It’s that time of the year when the shops start flooding with new gadgets in time for the Christmas market. Tempting, aren’t they? But before you go rushing off and buying one on your company’s accounts, it’s worth knowing a little about what you can and can’t set against your taxes. Once again, we asked the legendary Kenny Fitzgerald of online accountants, My Accountant Friend, to find out how it all works.
Hello again, Kenny. Tell us, what are the dos and don’ts of buying the new iPhone X, or perhaps a new bluetooth home speaker setup, or maybe an American-made Fender Stratocaster, or the same spanking-new car that my neighbour just bought?
You again, eh?
OK… it’s not terribly difficult. Grab a paper and pen and take some notes.
The assets should be business-related, otherwise they will generate something called a benefit-in-kind. A benefit-in-kind will have tax implications for both the individual – you – and the company, with personal tax payable at their marginal rate on the benefit received and the company also paying a class 1A NIC on the value of the benefit provided at a rate of 13.8%.
I was with you until ‘marginal rate’, Kenny. Is the rest of it English?
It’s what we call Accountant Speak. You can learn it if you want, but it’s easier to work with an accountant to help you get around the intricacies.
Anyone in mind?
It’s always worth giving My Accountant Friend a call.
Will do. Thanks. In the meantime, how about that Fender Stratocaster?
Are you a rock star?
No. Quite the opposite, in fact. I write things on tax blogs.
Probably best not to buy your electric guitar with your company funds, then.
How about the car thing? Surely that’s allowed?
Cars have their own rules for tax and I wouldn’t advise anyone to try and put their car through their company accounts. There are sometimes exceptions made for electric or very low-emission cars, but I imagine that’s another blog post entirely.
Damn it, Kenny! What about the iPhone X? Give me something to go away smiling about…
OK. Try this. Every employee and director can be provided with one company phone without incurring a benefit-in-kind, and all related costs would then be payable by the company for calls, line rental and phone purchases, if applicable.

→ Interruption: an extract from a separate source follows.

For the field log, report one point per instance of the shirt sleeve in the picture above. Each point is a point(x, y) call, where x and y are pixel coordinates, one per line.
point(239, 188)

Yes! That’s more like it. Presumably you need to have the money in your business account to do this, though, right? HMRC aren’t going to stump up for it, are they?
Er… you need to have the money to buy it, obviously. There’s no such thing as a free iPhone X in this life, chap.
How does VAT work on something like this? What should you tell the assistant in the shop when you’re trying to explain that it’s a company phone?
VAT is reclaimable on expenses that are solely for business in full. If they are a benefit-in-kind, then the VAT reclaim may be restricted. Note that VAT cannot be reclaimed on company cars that are purchased by the company, and only 50% can be reclaimed if the car is a business lease.
Is that Accountant Speak again, Kenny?
No. I believe that’s mostly English.
How about the paperwork for the iPhone X? What do I need to keep and pass on to your accountant friend?
You mean My Accountant Friend?
The original purchase invoices should be kept for the company records. For items such as cars, we obviously require a lot more details as the benefit-in-kind is linked to the original list price (not the purchase price) and Co2 emission rates. We would also need details of any finance agreements to split out the interest payments to be made.
Gotcha. I’ve asked you before about the strangest request you’ve had from a client on this subject, but I wonder if there are any new classics you’d like to share?
I once had someone who was an IT contractor wanted to put a horse box through the company to save both corporation tax and VAT. A horse had nothing to do with his company and it turned out it was basically for his wife to move her horse around.
As such, I explained that the VAT would not be reclaimable as it had no business use, and also it would be excluded from a corporation tax deduction for the same reason. On top of this he would pay benefit-in-kind tax and the company would pay tax on the benefit too.
Overall it would have cost him more, so he saw sense and didn’t put the horse or its box through the company. Unless you’re in the horse business, it’s always best to avoid putting horses through company accounts.
Damn it, Kenny! You’ve just spoilt Christmas!